Developers are inherently lazy. A good lazy developer will always try and find the simplest solution to a problem and make sure it’s tested and formatted correctly so he never has to spend time on it again. A bad lazy developer will haphazardly copy and paste whatever works with a slapdash attitude showing no pragmatic thinking at all. Fortunately, Laravel developers at fastfwd are all perfect; we never make any mistakes. However, we still like to have some fail-safes in place in the unlikely event a developer becomes complacent.
Tools we will use
– Github version control.
– Travis CI continous integration server.
– Laravel our PHP framework of choice.
– PHP CodeSniffer detects violations of a defined set of coding standards.
– PHP Unit testing framework.
– JSHint a JavaScript Code Quality Tool.
Continuous integration – the practice of frequently integrating one’s new or changed code with the existing code repository – should occur frequently enough that no intervening window remains between commit and build, and such that no errors can arise without developers noticing them and correcting them immediately.” – Martin Fowler.
Connecting your repo to Travis CI
At this point, I am assuming you have a Github repository which contains a recent install of Laravel 5.4.
To connect your repository with Travis, click on settings > Integrations & Services and Add a new service for Travis CI.
In Travis CI, you must add your repository…
…and choose to only build if you have a .travis.yml in your root directory.
.travis.yml
We need to create a simple travis config for the build process, so add this to your root
os:
- linux
language: php
php:
- '7.1'
before_script:
- composer self-update
- composer install --no-interaction
- cp .env.travis .env
- pear install pear/PHP_CodeSniffer
- phpenv rehash
- nvm install 7.7.1
- npm install npm@latest -g
- npm install -g jshint
- npm install
script:
- vendor/bin/phpunit --coverage-text
- phpcs --ignore=app/Http/Controllers/Auth,app/Http/Controllers/Controller.php app/Http/Controllers
- npm run production
- jshint resources/assets/js/modules/*
So what does this do?
It will spin up a virtual machine inside travis and perform the following operations before we run any tests (via the before_script).
- Installs a linux operating system
- Installs PHP 7.1
- Runs composer on laravel and copies over the .env file
- Installs PHPCodeSniffer
- Updates Node to 7.7.1 and Npm to the latest version
- Installs JSHint
Once the virtual machine is setup it will:
- Runs our unit tests and output a report on code coverage (should always be 100% right?)
- Runs PHPCodeSniffer and reports on any undocumented code or violations in coding standard (Laravel follows the PSR-2 coding standard and the PSR-4 autoloading standard)
- Compiles our assets (JS, SASS, CSS etc) using Laravel Mix
- Tests for any Javascript violations
What it doesn’t do
Laravel has just changed from Elixr (gulp based) to Mix (Webpack based) and I couldn’t quickly figure out how to run SASSLint so I could not test the SASS.
THE MAGIC
Now, every time you push a commit the CI server will run the build.
GREEN – Build Passed
ORANGE – Build running
RED – Build Failed!
You can add your badge of honour (or shameful fail) to your repository with the following markdown:
[![Build Status](https://travis-ci.org/your/repo.svg?branch=master)](https://travis-ci.org/your/repo)

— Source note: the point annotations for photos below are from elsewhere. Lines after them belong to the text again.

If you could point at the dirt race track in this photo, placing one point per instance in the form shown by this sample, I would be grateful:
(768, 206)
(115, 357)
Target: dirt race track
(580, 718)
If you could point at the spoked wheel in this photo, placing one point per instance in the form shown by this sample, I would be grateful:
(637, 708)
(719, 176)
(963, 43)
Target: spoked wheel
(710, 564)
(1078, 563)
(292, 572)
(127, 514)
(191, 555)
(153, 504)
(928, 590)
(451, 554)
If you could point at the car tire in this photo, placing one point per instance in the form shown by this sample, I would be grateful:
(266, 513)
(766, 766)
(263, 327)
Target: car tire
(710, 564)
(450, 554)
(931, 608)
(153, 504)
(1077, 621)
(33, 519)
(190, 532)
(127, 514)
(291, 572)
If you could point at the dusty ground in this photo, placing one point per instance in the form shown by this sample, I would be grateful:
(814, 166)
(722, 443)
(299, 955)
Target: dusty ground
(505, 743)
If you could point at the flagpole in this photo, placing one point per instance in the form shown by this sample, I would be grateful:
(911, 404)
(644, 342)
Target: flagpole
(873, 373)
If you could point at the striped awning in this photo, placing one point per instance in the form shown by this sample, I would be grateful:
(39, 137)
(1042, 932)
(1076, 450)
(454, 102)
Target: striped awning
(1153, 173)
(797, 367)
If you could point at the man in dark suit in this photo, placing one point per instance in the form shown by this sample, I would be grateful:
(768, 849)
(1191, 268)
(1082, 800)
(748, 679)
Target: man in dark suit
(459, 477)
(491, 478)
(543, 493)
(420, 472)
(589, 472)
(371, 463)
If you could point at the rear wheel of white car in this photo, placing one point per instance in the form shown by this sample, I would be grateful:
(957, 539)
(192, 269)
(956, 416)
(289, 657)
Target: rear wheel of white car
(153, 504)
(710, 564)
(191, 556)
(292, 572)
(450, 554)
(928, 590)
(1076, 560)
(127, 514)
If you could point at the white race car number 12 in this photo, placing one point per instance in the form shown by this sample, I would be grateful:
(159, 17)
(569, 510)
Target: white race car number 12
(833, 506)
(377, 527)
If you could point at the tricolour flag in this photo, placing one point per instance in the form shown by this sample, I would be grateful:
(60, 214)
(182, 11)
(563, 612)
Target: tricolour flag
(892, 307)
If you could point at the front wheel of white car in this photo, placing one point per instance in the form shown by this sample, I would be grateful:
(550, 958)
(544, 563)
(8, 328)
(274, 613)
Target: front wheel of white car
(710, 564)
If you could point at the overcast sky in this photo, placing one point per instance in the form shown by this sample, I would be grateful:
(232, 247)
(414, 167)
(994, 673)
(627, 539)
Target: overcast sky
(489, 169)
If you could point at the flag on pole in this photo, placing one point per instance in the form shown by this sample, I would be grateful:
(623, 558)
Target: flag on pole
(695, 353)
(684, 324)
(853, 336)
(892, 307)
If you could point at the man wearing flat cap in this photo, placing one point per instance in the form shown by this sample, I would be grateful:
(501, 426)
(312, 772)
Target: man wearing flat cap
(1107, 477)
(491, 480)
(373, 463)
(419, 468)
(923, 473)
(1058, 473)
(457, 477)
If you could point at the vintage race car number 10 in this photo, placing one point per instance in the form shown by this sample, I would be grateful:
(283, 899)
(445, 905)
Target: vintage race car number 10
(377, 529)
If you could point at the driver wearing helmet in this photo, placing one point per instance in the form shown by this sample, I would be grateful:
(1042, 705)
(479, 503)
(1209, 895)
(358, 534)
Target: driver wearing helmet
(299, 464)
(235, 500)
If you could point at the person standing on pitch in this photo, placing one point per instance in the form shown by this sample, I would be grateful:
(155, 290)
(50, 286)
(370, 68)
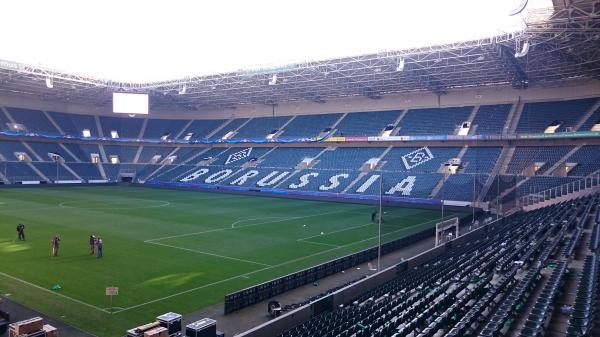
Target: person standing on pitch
(21, 232)
(92, 244)
(99, 247)
(55, 244)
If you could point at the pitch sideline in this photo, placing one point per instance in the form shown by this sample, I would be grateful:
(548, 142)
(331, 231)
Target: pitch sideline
(244, 275)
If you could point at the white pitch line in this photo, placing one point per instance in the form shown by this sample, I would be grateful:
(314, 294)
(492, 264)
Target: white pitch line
(243, 226)
(317, 243)
(245, 220)
(338, 231)
(209, 253)
(53, 292)
(260, 270)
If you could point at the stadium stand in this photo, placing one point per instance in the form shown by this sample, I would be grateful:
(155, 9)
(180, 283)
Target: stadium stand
(167, 128)
(587, 159)
(400, 159)
(490, 119)
(17, 172)
(537, 116)
(347, 158)
(4, 121)
(525, 157)
(463, 187)
(125, 127)
(125, 154)
(437, 121)
(54, 171)
(150, 152)
(9, 148)
(260, 127)
(288, 157)
(200, 129)
(33, 120)
(366, 123)
(590, 122)
(426, 183)
(229, 127)
(87, 171)
(74, 124)
(83, 152)
(432, 297)
(480, 159)
(309, 125)
(44, 150)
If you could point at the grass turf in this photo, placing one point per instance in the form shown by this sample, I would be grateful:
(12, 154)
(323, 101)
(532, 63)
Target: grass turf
(169, 250)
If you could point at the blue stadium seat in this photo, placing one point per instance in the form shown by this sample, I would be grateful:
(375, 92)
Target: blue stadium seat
(200, 129)
(433, 121)
(231, 126)
(366, 123)
(587, 159)
(308, 126)
(33, 120)
(260, 127)
(537, 116)
(525, 156)
(490, 119)
(288, 157)
(126, 127)
(74, 124)
(350, 158)
(157, 128)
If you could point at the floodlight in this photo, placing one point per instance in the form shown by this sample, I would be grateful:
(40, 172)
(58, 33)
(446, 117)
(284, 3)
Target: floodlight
(400, 66)
(183, 89)
(524, 50)
(273, 80)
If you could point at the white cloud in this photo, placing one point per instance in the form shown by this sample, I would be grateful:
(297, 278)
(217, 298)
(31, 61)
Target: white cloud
(152, 40)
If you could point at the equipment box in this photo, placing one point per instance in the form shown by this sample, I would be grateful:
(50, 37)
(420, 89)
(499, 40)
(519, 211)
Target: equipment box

You are now forcing your developers to write code that passes all the basic tests.
What else can we do from here?
Travis has built-in notifications, so we can, for example, notify the team via email and Slack. In your .travis.yml add:
notifications:
slack:
on_success: never
on_fail: always
email:
- [email protected]
- [email protected]
You can find more information on notifications HERE
One step further
Check out Travis status board to setup a status board for the office. Run it on a large screen to have an instant overview of all your builds.
Then there are traffic lights…
You could set this up on a Raspberry Pi with audible alerts as well as visual alerts. But thats a project for another day.
TLDR;
Use continuous integration to prevent bad lazy developers ruining your project.